HRW: multiple chemical weapon attacks in Syria
Advocacy group Human Rights Watch (HRW) said May 1 that it has found new evidence that the Syrian government has used chemical weapons in at least four recent attacks targeting civilians. The report, "Death by Chemicals: The Syrian Government's Widespread and Systematic Use of Chemical Weapons," states that local residents and activists in Khan Sheikhoun town identified at least 92 people who likely died from chemical exposure. It also named three pieces of additional evidence to support the finding that the government has been committing crimes against humanity:
The Khan Sheikhoun attack sparked international outrage, but the attack on Khan Sheikhoun was not the only recent chemical attack by the Syrian government. Three developments since late 2016 show that the Syrian government’s use of chemical weapons has become widespread and systematic:
Government warplanes appear to have dropped bombs with nerve agents on at least four occasions since December 12, including in Khan Sheikhoun; The government’s use of helicopter-dropped chlorine-filled munitions has become more systematic;
Government or pro-government ground-forces have started using improvised ground-launched munitions containing chlorine.

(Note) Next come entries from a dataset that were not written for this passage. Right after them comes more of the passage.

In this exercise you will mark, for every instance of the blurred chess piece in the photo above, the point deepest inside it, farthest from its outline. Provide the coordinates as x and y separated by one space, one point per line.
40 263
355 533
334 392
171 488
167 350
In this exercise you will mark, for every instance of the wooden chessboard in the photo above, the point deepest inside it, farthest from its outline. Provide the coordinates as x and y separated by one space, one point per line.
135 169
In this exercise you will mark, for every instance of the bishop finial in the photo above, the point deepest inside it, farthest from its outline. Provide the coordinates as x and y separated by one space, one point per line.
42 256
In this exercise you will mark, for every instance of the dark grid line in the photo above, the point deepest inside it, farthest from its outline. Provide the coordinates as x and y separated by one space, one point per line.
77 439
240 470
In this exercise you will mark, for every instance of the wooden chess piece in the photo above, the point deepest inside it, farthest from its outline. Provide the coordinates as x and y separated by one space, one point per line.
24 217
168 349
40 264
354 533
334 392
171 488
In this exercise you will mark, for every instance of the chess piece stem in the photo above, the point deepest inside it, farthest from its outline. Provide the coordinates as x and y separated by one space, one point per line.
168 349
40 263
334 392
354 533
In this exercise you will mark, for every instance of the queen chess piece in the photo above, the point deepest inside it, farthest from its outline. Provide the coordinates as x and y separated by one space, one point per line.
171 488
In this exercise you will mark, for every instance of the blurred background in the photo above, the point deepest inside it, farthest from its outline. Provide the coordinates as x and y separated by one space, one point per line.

In at least some of the attacks, the intention appears to have been to inflict severe suffering on the civilian population, which would amount to crimes against humanity. .
HRW called for the UN Security Council to "immediately adopt a resolution calling on all parties to the Syrian conflict to fully cooperate" with OPCW investigators and "facilitate their unimpeded access to locations of chemical attacks." The Syrian government has so far refused to fully cooperate with investigations concerning chemical weapons.
From Jurist, May 2. Used with permission.
UN investigators: Assad regime behind gas attack
Government forces have used chemical weapons more than two dozen times during Syria’s civil war, including in April’s deadly attack on Khan Sheikhoun, UN war crimes investigators have determined. A regime warplane dropped sarin on the town, killing more than 80 civilians, the UN Commission of Inquiry on Syria said in the most conclusive findings to date from investigations into that chemical weapon attack.
The weapons used on Khan Sheikhoun were previously identified as containing sarin, an odorless nerve agent. But that conclusion, reached by a fact-finding mission of the Organization for the Prohibition of Chemical Weapons (OPCW), did not say who was responsible.
"Government forces continued the pattern of using chemical weapons against civilians in opposition-held areas. In the gravest incident, the Syrian air force used sarin in Khan Sheikhoun, Idlib, killing dozens, the majority of whom were women and children," the report said, declaring the attack a war crime.
Commission chairman Paulo Pinheiro told a news conference: "Not having access did not prevent us from establishing facts or reasonable grounds to believe what happened during the attack and establishing who is responsible."
In their 14th report since 2011, UN investigators said they had in all documented 33 chemical weapons attacks to date. Twenty-seven were by the government of President Bashar al-Assad, including seven between March 1 to July 7. Perpetrators had not been identified yet in six attacks, they said. (Reuters, Sept. 6)
Israel bombs Syrian chemwar facility?
The Israeli military on Sept. 7 struck a chemical arms plant in in Syria, media reports claimed. The Syrian army's general command confirmed in a statement the attack on what they called a military facility, and said that two people were killed and that extensive damage was caused. Israel refused to comment on the reports. (Haaretz)
Israel has sporadically bombed targets in Syria over the past two years, although the Israeli security establishment seems divided on whether Assad or the jihadists who oppose him constitute the greater threat.